Jesus was undoubtedly the Master Logician. He demonstrated unsurpassed logical prowess on every occasion. One such incident occurred when He was preaching to a group that had gathered in a house. So many people were crammed into the house that four men were unable to bring a paralytic into contact with Him, so they carried him onto the roof, punched a hole through the ceiling, and lowered him down through the hole into the presence of Jesus. The text then reads:
When Jesus saw their faith, He said to the paralytic, “Son, your sins are forgiven you.” And some of the scribes were sitting there and reasoning in their hearts, “Why does this Man speak blasphemies like this? Who can forgive sins but God alone?” But immediately, when Jesus perceived in His spirit that they reasoned thus within themselves, He said to them, “Why do you reason about these things in your hearts? Which is easier, to say to the paralytic, ‘Your sins are forgiven you,’ or to say, ‘Arise, take up your bed and walk’? But that you may know that the Son of Man has power on earth to forgive sins”—He said to the paralytic, “I say to you, arise, take up your bed, and go your way to your house.” Immediately he arose, took up the bed, and went out in the presence of them all, so that all were amazed and glorified God, saying, “We never saw anything like this!” (Mark 2:5-12).

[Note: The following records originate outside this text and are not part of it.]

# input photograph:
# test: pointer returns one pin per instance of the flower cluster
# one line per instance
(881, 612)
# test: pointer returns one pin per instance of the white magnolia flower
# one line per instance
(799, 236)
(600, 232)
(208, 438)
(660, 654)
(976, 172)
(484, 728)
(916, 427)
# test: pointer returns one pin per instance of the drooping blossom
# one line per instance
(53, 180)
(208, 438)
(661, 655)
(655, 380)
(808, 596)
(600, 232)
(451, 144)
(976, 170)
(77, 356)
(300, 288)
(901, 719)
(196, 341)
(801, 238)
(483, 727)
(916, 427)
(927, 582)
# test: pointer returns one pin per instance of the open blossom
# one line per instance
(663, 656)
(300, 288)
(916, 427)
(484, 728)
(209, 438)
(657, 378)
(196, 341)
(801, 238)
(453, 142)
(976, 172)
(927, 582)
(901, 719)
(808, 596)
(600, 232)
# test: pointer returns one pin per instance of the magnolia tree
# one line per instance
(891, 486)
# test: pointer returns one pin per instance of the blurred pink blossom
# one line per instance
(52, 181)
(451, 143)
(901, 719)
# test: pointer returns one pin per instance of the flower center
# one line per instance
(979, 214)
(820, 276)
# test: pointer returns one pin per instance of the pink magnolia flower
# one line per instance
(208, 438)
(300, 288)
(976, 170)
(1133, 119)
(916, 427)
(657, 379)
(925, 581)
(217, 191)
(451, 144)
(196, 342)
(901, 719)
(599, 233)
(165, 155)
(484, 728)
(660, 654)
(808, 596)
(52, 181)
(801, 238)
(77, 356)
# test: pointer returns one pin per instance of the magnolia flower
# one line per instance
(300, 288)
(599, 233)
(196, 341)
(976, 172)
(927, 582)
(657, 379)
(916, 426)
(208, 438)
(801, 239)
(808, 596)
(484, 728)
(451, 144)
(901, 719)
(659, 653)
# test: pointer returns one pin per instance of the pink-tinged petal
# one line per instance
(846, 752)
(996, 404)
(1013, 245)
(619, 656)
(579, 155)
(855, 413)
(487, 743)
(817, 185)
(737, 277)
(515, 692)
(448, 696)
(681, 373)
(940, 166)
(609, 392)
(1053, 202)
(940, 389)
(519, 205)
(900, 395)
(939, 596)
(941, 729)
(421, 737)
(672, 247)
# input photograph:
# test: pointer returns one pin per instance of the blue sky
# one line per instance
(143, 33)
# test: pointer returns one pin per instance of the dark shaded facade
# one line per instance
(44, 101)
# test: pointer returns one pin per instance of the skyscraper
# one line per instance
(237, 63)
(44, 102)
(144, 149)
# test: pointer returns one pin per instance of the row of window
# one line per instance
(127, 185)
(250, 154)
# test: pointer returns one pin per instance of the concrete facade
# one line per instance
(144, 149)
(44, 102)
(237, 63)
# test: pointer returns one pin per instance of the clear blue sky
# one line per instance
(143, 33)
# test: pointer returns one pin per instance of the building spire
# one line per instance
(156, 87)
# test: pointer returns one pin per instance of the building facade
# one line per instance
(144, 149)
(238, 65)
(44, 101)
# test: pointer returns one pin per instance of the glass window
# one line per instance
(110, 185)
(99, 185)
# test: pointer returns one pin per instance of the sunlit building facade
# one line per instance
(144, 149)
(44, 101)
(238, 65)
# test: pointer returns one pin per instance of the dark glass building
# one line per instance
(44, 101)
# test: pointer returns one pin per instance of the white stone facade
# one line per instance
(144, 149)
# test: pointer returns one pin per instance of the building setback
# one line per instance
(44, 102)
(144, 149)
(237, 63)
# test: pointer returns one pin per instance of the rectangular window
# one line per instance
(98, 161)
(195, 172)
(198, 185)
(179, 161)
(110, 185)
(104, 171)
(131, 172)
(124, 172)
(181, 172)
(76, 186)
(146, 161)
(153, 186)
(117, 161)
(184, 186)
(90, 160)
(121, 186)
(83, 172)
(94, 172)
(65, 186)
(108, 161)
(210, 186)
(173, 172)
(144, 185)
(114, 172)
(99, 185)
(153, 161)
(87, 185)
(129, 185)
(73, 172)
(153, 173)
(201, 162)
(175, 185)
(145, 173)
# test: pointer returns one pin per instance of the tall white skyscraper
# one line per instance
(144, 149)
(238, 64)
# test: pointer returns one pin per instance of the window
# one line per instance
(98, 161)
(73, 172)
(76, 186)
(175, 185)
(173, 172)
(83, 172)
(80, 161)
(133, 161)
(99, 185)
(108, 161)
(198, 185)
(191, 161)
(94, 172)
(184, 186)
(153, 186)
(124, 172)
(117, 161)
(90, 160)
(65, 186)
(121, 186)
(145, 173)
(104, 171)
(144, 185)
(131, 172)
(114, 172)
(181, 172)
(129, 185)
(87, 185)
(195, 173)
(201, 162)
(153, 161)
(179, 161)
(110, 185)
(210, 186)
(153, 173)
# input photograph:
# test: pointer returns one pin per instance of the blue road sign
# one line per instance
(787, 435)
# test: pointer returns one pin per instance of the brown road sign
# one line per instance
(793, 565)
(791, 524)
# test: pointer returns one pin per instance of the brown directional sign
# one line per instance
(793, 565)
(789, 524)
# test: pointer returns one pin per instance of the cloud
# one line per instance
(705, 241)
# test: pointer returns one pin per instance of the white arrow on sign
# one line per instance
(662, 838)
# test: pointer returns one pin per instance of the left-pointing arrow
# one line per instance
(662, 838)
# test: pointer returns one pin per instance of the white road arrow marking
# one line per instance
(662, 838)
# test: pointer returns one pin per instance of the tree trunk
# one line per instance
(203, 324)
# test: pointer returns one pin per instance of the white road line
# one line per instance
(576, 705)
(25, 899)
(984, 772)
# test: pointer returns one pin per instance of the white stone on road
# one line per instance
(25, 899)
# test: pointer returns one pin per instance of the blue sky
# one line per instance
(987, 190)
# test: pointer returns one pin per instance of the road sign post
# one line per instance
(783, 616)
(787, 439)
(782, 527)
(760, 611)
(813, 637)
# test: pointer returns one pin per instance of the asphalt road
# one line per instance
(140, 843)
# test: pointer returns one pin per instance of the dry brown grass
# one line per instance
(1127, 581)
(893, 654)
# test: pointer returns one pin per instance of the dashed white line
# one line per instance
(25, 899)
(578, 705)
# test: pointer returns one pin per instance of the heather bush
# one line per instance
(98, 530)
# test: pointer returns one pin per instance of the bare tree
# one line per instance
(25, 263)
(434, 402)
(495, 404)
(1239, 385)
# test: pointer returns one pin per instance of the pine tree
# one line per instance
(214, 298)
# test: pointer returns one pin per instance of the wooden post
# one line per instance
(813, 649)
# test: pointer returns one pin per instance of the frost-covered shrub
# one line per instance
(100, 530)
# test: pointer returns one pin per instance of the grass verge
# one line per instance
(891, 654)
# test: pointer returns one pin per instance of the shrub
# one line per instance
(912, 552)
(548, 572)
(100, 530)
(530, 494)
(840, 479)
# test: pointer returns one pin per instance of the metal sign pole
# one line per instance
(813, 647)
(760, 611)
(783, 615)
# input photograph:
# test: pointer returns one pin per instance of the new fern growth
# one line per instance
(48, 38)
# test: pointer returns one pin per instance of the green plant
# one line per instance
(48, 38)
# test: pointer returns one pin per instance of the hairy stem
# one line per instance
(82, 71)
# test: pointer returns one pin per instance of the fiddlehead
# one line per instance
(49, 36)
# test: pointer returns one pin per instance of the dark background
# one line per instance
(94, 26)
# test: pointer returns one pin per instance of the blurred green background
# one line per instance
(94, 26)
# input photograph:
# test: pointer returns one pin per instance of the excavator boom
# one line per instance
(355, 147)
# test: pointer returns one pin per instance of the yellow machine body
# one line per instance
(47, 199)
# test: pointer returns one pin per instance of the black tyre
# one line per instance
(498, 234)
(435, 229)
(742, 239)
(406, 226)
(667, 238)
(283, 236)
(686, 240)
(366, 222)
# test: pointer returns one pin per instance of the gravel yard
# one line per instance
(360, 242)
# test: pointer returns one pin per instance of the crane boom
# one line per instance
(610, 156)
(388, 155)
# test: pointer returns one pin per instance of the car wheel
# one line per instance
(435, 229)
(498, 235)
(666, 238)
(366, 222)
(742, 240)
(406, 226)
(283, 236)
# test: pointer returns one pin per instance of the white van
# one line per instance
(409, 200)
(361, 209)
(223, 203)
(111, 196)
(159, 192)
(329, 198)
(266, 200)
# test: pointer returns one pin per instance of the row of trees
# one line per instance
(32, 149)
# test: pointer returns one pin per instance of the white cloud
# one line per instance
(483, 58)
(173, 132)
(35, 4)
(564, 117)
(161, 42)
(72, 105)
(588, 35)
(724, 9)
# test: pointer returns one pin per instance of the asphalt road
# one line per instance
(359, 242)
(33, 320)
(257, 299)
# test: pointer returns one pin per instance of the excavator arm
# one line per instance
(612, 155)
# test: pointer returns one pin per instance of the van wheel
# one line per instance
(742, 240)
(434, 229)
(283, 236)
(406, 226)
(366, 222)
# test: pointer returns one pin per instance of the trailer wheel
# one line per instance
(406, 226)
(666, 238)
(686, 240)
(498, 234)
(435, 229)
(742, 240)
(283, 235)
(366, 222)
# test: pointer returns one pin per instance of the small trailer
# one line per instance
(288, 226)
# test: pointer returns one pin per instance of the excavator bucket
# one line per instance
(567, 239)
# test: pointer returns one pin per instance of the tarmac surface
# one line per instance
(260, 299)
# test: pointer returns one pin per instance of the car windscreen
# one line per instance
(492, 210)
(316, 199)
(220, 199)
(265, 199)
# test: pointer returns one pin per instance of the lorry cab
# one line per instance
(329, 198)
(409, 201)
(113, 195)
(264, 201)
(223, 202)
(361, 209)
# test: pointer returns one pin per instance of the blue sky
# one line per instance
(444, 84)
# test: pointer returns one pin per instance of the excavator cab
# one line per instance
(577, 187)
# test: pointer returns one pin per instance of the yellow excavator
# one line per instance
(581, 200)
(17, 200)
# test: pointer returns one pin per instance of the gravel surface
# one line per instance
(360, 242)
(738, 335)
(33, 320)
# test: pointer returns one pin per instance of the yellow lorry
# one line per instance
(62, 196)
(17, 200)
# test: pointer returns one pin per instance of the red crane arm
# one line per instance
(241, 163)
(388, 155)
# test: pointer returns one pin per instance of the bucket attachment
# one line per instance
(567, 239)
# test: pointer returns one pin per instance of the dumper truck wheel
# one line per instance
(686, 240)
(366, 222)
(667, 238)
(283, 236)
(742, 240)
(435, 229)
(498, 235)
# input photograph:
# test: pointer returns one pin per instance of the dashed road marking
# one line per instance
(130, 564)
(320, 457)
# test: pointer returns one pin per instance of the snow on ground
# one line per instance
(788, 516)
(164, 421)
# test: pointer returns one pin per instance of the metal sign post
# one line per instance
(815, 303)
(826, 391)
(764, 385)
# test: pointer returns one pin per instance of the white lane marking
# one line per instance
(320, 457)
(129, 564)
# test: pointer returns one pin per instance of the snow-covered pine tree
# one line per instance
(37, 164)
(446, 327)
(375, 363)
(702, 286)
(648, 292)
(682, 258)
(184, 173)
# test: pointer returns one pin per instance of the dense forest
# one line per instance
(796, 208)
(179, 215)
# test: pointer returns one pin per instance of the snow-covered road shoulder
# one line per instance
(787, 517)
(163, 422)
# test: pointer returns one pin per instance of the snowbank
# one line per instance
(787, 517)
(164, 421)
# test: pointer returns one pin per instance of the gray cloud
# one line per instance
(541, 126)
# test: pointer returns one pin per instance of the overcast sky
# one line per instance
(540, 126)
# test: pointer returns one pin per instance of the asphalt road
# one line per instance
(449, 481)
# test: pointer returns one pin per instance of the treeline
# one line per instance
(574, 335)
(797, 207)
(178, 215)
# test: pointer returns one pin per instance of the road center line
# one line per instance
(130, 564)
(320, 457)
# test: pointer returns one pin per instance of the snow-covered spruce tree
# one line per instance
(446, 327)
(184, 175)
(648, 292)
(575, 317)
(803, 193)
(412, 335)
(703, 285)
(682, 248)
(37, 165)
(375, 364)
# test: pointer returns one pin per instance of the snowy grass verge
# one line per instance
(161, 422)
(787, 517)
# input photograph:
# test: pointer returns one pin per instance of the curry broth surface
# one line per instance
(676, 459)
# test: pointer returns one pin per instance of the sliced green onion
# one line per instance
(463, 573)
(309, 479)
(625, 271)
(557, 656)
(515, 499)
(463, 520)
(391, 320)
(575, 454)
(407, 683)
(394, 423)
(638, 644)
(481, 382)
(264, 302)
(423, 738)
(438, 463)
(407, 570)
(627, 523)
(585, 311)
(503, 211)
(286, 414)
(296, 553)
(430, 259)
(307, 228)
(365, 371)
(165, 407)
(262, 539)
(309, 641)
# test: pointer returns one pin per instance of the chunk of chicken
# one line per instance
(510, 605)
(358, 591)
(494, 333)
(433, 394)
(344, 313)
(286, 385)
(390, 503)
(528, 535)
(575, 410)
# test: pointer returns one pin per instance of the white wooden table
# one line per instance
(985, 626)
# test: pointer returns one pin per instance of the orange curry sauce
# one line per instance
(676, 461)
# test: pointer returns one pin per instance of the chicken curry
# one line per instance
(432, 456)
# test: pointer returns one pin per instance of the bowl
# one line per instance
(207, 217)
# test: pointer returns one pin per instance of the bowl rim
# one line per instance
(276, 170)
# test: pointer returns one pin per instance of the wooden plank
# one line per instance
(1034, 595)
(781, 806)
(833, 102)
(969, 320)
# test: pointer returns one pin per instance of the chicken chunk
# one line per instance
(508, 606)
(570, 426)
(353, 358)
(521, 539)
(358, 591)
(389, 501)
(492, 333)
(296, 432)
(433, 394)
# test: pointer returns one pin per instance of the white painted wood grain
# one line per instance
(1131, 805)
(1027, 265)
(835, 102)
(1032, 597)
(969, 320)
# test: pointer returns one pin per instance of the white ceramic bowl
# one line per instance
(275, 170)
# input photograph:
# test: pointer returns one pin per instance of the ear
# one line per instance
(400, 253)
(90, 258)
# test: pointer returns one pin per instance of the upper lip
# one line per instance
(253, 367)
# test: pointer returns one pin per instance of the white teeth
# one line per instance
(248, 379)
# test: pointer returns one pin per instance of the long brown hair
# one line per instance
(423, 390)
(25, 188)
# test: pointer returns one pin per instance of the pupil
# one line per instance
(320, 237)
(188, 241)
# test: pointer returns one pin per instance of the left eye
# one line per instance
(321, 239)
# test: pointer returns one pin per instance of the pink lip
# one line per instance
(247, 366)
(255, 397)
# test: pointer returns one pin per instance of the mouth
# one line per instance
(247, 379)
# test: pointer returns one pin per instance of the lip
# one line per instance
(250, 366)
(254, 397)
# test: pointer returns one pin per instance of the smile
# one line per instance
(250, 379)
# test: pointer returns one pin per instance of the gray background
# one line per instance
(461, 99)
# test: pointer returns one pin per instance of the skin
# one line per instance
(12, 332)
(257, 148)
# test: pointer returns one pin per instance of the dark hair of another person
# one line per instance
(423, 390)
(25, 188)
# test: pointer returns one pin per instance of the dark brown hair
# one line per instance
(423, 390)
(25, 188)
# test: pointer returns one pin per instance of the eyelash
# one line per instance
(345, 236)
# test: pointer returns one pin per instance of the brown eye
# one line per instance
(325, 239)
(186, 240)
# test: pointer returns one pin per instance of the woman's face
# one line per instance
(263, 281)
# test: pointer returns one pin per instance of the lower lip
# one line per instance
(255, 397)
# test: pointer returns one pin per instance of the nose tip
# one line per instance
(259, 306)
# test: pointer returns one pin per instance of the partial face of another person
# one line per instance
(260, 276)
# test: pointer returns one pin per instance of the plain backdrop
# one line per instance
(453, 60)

Observe that in their private thoughts the scribes accused Jesus of blasphemy, since He claimed to forgive the man of his sins on the spot—an act that only Deity could rightly perform. By asking the question, “Which is easier…?,” Jesus was urging them to reason correctly and think through what was taking place. If Jesus had the power to cause a bedfast paralytic to stand up and walk, instantaneously healing him of his affliction, then He either had divine backing or He, Himself, was God. Anyone can verbally say, “Your sins are forgiven” (cf. Catholic priests). That is what Jesus meant when he used the word “easier.” For a mere human to pronounce forgiveness upon a fellow human does not make it so. How, then, can one determine whether sin is actually forgiven, i.e., that God forgave the individual? Answer: The one making the claim would either have to be God in the flesh, or he would have to have divine authority for his action, and that divine authority would have to be verified, i.e., proven and shown to be authentic.
The purpose of miracles throughout the Bible was to authenticate God’s spokesmen. To verify that his words and claims were authored by God, the speaker would perform a miracle (see Miller, 2003; cf. Hebrews 2:3-4). When an observer saw a bona fide miracle performed before his very eyes, he could know, i.e., have complete certainty, that the speaker was a genuine representative of God. Jesus, therefore, prodded the scribes to face up to the fact that if Jesus could merely speak to the paralytic and cause him to be healed, then Jesus possessed divine credentials and had every right to also forgive the man of his sins. Follow the logic:
  1. If Jesus can perform miraculous feats, then His claim to be the Son of God Who can forgive sin is true.
  2. Jesus can perform miraculous feats (He healed the paralytic on this occasion).
  3. Therefore, Jesus is the Son of God Who can forgive sin.
Having pressed this remarkably logical handling of the situation, all that remained was for Jesus to perform a miraculous feat, thereby validating His power to forgive the paralytic man of sin. So Jesus healed the man, prefaced with this logical conclusion: “But that you may know that the Son of Man has power on earth to forgive sins” (vs. 10). Jesus’ logic was impeccable, powerful, and perfectly consistent with Deity.